Our observation that individuals with PPD-induced SOCS1 was upregulated the most in TB patients is concordant with previous reports (49). Previously, it has been shown that M. bovis BCG (50) and M. tuberculosis infection upregulates SOCS1 expression (51). We also observed an increase in SOCS1 upregulation in diabetics. Previous reports showed that SOCS1 inhibit insulin receptor substrate (IRS) proteins thereby causing insulin resistance (52).

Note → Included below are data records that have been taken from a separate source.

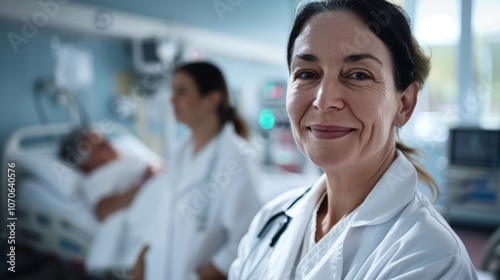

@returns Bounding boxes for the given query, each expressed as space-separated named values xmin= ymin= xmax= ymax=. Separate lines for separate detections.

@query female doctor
xmin=132 ymin=62 xmax=261 ymax=280
xmin=229 ymin=0 xmax=477 ymax=280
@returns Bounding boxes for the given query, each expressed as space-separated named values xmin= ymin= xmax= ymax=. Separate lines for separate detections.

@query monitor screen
xmin=450 ymin=128 xmax=500 ymax=167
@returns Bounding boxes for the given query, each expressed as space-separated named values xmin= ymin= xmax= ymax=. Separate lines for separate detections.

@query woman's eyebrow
xmin=294 ymin=53 xmax=318 ymax=62
xmin=344 ymin=53 xmax=383 ymax=65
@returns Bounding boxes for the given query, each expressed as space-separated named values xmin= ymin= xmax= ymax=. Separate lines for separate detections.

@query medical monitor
xmin=449 ymin=128 xmax=500 ymax=168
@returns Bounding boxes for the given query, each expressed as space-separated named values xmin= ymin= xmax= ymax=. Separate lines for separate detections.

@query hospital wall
xmin=0 ymin=21 xmax=135 ymax=162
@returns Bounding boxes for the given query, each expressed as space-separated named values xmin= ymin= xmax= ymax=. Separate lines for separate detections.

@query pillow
xmin=110 ymin=135 xmax=163 ymax=166
xmin=12 ymin=147 xmax=83 ymax=196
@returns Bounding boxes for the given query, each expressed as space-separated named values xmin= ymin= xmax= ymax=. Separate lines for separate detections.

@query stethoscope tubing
xmin=238 ymin=187 xmax=311 ymax=280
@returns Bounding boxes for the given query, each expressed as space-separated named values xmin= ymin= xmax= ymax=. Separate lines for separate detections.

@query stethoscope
xmin=238 ymin=187 xmax=311 ymax=280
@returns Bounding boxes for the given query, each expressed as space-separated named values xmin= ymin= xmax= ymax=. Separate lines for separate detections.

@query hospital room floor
xmin=0 ymin=225 xmax=494 ymax=280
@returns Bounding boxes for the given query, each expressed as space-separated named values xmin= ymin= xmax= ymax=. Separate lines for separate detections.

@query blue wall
xmin=0 ymin=21 xmax=135 ymax=160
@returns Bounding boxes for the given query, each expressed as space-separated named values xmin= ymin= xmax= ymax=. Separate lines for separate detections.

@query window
xmin=413 ymin=0 xmax=460 ymax=117
xmin=472 ymin=0 xmax=500 ymax=128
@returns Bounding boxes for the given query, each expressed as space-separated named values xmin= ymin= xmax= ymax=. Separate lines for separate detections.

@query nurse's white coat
xmin=140 ymin=124 xmax=262 ymax=280
xmin=229 ymin=151 xmax=477 ymax=280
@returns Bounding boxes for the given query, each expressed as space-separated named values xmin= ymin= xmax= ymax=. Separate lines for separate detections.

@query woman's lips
xmin=309 ymin=125 xmax=354 ymax=139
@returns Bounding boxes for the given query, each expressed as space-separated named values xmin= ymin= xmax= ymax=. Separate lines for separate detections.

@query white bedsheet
xmin=80 ymin=157 xmax=148 ymax=209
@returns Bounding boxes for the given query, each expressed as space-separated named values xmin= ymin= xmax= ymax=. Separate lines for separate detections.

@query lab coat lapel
xmin=268 ymin=175 xmax=325 ymax=280
xmin=173 ymin=138 xmax=215 ymax=197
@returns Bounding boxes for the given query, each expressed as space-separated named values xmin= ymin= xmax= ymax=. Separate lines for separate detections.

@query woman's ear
xmin=394 ymin=82 xmax=420 ymax=127
xmin=207 ymin=90 xmax=222 ymax=110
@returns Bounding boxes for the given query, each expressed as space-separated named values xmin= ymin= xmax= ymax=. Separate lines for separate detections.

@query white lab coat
xmin=229 ymin=151 xmax=477 ymax=280
xmin=145 ymin=124 xmax=262 ymax=280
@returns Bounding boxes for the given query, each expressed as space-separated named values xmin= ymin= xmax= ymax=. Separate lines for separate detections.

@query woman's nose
xmin=313 ymin=78 xmax=345 ymax=112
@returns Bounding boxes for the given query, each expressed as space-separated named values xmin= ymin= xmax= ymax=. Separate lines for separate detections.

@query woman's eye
xmin=296 ymin=71 xmax=315 ymax=80
xmin=349 ymin=72 xmax=370 ymax=80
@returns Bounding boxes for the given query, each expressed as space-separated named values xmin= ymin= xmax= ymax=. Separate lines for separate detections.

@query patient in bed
xmin=59 ymin=127 xmax=161 ymax=221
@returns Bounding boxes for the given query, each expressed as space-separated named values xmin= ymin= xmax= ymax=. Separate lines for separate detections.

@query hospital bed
xmin=1 ymin=123 xmax=162 ymax=262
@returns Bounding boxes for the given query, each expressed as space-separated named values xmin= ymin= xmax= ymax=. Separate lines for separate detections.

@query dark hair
xmin=57 ymin=126 xmax=104 ymax=167
xmin=287 ymin=0 xmax=438 ymax=198
xmin=174 ymin=62 xmax=249 ymax=139
xmin=287 ymin=0 xmax=430 ymax=92
xmin=58 ymin=126 xmax=88 ymax=167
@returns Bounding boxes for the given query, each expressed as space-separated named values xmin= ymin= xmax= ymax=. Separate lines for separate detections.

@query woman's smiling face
xmin=287 ymin=11 xmax=405 ymax=171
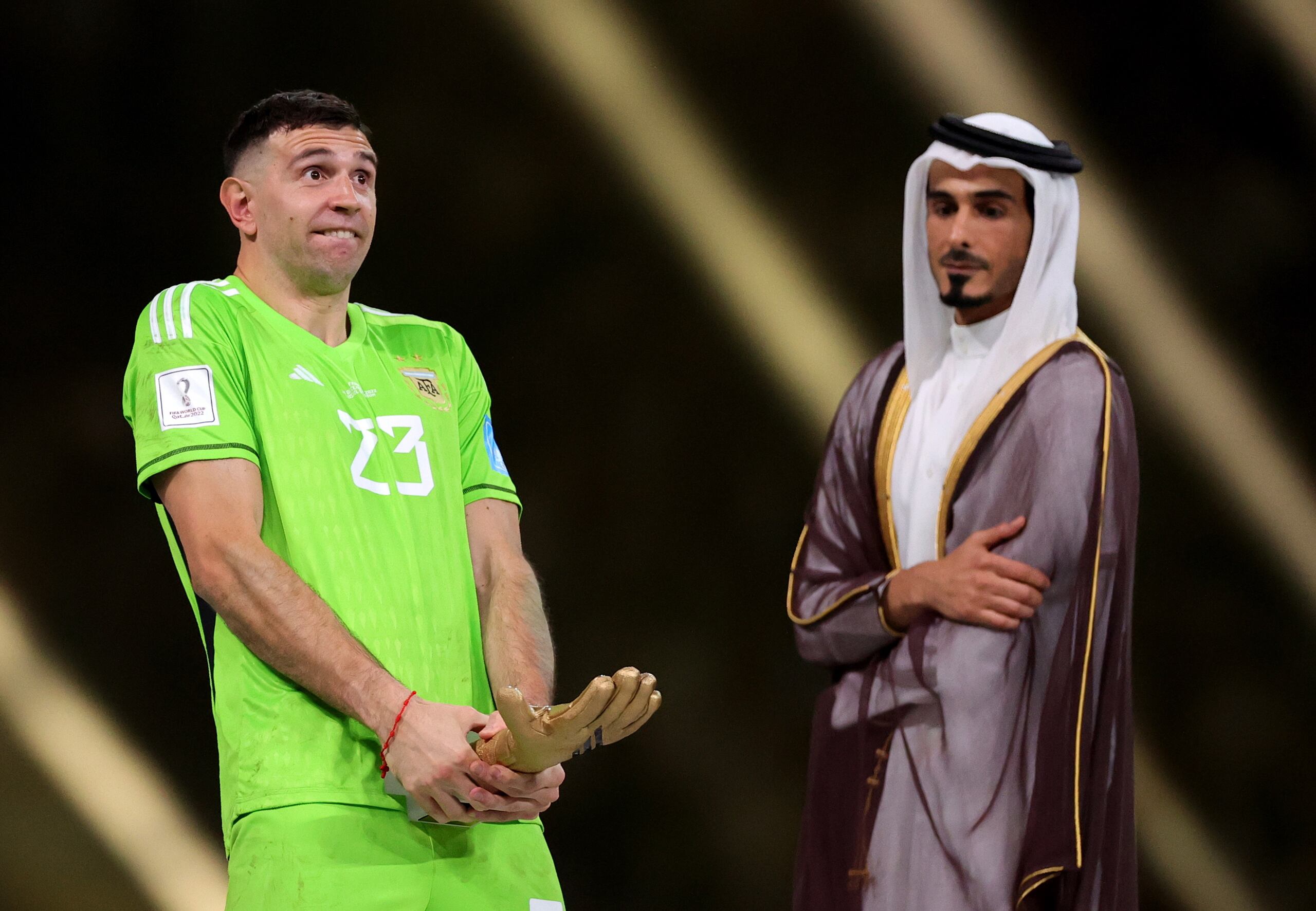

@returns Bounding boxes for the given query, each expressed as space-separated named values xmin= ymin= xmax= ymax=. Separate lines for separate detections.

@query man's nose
xmin=947 ymin=208 xmax=970 ymax=247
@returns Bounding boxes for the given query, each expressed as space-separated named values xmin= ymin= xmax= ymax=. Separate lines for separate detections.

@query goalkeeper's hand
xmin=475 ymin=668 xmax=662 ymax=772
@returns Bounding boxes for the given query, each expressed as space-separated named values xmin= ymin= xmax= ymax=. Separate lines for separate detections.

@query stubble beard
xmin=941 ymin=275 xmax=992 ymax=310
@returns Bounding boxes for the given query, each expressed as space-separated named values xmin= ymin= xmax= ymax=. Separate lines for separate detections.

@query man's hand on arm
xmin=883 ymin=515 xmax=1051 ymax=631
xmin=154 ymin=459 xmax=516 ymax=822
xmin=466 ymin=499 xmax=566 ymax=817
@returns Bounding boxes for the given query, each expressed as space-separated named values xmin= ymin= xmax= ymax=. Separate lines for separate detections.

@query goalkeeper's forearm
xmin=182 ymin=541 xmax=408 ymax=736
xmin=477 ymin=555 xmax=553 ymax=704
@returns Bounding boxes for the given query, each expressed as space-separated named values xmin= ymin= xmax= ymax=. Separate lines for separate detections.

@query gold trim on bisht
xmin=872 ymin=367 xmax=909 ymax=569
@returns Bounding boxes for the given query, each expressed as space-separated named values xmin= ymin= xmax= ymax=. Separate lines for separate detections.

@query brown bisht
xmin=787 ymin=332 xmax=1138 ymax=911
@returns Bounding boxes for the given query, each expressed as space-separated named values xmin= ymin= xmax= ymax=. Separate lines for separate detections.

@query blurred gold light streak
xmin=1133 ymin=744 xmax=1262 ymax=911
xmin=0 ymin=581 xmax=228 ymax=911
xmin=855 ymin=0 xmax=1316 ymax=618
xmin=498 ymin=0 xmax=1258 ymax=911
xmin=498 ymin=0 xmax=867 ymax=436
xmin=1238 ymin=0 xmax=1316 ymax=109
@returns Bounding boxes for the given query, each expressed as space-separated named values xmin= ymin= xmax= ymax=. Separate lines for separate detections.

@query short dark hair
xmin=224 ymin=88 xmax=370 ymax=175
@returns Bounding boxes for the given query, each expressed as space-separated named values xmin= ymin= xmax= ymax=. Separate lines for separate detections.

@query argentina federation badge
xmin=399 ymin=367 xmax=453 ymax=412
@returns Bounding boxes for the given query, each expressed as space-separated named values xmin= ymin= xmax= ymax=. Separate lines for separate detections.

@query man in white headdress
xmin=787 ymin=113 xmax=1138 ymax=911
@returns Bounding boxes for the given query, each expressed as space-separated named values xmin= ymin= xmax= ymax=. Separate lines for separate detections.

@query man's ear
xmin=220 ymin=177 xmax=255 ymax=240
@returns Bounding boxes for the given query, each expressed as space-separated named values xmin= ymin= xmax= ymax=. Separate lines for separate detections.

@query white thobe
xmin=891 ymin=310 xmax=1010 ymax=567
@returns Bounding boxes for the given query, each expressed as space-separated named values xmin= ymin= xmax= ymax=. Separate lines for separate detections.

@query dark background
xmin=0 ymin=0 xmax=1316 ymax=911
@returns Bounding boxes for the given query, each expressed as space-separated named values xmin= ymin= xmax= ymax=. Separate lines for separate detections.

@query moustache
xmin=937 ymin=250 xmax=991 ymax=269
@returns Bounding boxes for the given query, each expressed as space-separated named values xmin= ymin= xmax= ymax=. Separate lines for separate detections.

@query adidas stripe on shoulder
xmin=149 ymin=278 xmax=238 ymax=344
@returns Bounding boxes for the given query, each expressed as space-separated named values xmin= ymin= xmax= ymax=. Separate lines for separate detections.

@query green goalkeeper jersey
xmin=124 ymin=276 xmax=520 ymax=843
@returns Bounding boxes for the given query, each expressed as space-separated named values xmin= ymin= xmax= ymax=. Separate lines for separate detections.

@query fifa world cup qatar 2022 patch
xmin=399 ymin=367 xmax=453 ymax=412
xmin=155 ymin=364 xmax=220 ymax=430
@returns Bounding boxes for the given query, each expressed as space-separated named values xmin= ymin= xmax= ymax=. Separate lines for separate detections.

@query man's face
xmin=928 ymin=162 xmax=1033 ymax=311
xmin=235 ymin=126 xmax=378 ymax=294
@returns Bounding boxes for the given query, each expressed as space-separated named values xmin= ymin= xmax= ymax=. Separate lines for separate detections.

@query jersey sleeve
xmin=456 ymin=337 xmax=521 ymax=509
xmin=124 ymin=282 xmax=261 ymax=501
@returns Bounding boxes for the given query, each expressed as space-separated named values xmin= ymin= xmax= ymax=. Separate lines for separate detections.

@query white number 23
xmin=338 ymin=410 xmax=434 ymax=497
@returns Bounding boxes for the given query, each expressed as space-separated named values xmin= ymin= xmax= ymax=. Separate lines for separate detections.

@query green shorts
xmin=225 ymin=803 xmax=562 ymax=911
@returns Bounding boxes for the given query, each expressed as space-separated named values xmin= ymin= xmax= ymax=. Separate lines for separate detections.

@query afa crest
xmin=399 ymin=367 xmax=453 ymax=412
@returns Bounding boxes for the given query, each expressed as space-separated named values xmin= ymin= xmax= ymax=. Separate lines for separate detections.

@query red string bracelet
xmin=379 ymin=690 xmax=416 ymax=778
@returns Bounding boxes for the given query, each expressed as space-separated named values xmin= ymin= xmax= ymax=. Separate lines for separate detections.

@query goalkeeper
xmin=124 ymin=92 xmax=656 ymax=911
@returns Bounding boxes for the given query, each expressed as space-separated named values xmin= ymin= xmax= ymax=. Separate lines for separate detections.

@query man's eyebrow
xmin=288 ymin=146 xmax=379 ymax=167
xmin=928 ymin=189 xmax=1015 ymax=202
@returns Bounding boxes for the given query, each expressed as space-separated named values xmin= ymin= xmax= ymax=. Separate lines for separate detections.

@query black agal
xmin=929 ymin=115 xmax=1083 ymax=174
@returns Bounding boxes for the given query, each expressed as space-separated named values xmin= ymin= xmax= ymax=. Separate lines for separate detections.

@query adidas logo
xmin=288 ymin=364 xmax=324 ymax=386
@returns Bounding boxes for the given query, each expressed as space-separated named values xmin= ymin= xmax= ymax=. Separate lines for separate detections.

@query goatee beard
xmin=941 ymin=275 xmax=991 ymax=310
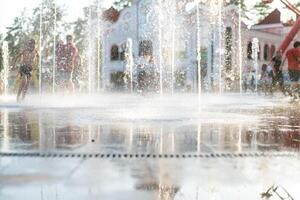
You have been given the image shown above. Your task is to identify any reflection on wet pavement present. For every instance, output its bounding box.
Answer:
[0,109,300,153]
[0,96,300,200]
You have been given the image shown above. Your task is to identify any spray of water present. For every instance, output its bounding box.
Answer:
[52,1,57,95]
[252,38,259,92]
[125,38,134,93]
[38,3,43,94]
[1,41,9,96]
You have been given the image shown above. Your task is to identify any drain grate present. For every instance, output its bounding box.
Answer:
[0,152,298,159]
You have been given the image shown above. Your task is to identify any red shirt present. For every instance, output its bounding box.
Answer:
[286,48,300,70]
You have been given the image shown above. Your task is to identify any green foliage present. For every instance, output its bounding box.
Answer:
[228,0,247,11]
[113,0,132,10]
[0,34,3,72]
[253,1,271,19]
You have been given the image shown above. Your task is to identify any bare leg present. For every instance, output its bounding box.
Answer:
[67,80,74,93]
[291,81,299,98]
[17,75,27,101]
[22,76,31,100]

After PPD-stimulation of PBMCs, SOCS3 expression was found to be the highest in LTBi cases and reduced in EC, DM, DM-LTBi and TB cases. Upregulation of SOCS3 in response to M. tuberculosis infection has been shown previously (23). SOCS3 is required for protection against MTB infection and mice deficient in SOCS3 are susceptible to mycobacterial infections (53). Upregulation of SOCS3 in macrophages has been shown to provide protection against infection by intracellular pathogens (23). We have previously found reduced SOCS3 gene expression in patients with far advanced PTB (54). In this case, the association of downregulated SOCS3 together with raised inflammatory cytokines in DM-LTBi may be suggestive of less protective immune state in the host, making it more prone to disease progression.
This work further points to the importance of early identification of diabetes and of latent TB both as important independent predisposing factors for TB progression. It emphasizes the need to identify health interventions and treatments which may aid management of the individual prior to progression towards active TB disease.